Trayvon Martin's father tells lawmakers he wants law passed

Trayvon Martin's father tells lawmakers he wants law passed
The Father of Trayvon Martin, Tracy Martin, testifies as a defense witness on day twenty of George Zimmerman's trial in Seminole circuit court Sanford, Florida, July 8, 2013. Tracy Martin will speak at a hearing in Capitol Hil about black males. UPI/Joe Burbank/Pool | License Photo

WASHINGTON, July 24 (UPI) -- Trayvon Martin's father, Tracy Martin, told lawmakers in Washington Wednesday he wants to see so-called stand-your-ground laws changed to protect children.

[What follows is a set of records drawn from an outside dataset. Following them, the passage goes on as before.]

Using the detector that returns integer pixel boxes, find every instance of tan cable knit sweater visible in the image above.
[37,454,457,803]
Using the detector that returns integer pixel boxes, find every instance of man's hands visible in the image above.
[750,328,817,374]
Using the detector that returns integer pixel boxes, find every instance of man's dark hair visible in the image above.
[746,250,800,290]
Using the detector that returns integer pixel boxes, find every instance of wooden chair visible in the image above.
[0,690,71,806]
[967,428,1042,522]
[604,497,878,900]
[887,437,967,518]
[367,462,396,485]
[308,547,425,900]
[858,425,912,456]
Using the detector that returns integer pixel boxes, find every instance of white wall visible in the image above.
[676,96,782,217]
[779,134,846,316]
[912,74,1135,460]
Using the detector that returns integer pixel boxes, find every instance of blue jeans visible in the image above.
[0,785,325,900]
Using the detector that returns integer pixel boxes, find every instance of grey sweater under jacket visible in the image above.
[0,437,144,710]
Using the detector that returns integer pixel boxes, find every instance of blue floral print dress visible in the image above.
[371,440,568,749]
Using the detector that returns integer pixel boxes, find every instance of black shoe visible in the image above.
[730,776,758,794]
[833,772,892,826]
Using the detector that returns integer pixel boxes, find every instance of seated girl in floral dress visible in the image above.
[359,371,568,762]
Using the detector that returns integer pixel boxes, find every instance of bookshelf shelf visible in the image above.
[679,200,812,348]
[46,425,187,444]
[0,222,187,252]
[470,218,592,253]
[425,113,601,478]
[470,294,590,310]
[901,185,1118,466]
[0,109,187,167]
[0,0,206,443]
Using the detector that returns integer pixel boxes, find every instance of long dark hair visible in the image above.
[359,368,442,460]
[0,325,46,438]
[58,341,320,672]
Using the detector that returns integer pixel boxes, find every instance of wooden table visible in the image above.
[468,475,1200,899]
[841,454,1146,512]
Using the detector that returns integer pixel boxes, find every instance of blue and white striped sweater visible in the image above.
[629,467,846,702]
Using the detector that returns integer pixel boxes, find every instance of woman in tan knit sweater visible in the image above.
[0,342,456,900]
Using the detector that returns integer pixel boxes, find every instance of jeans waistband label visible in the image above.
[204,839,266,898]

Martin, whose unarmed 17-year-old son was shot to death during a 2012 confrontation with Sanford, Fla., neighborhood watch volunteer George Zimmerman, told the new Congressional Caucus on Black Men and Boys he won't led Zimmerman's acquittal "sum up who Trayvon was," WUSA-TV, Washington, reported.


"I think 50 years from now, when I'm dead and gone, I would like to see Trayvon Martin's name attached to some type of statute, amendment, that says you can't simply profile our children, shoot them in the heart, kill them and say you were defending yourself," the elder Martin said.

U.S. Rep. Frederica Wilson, D-Fla., told those who attended the Capitol Hill meeting male African-Americans "are angry."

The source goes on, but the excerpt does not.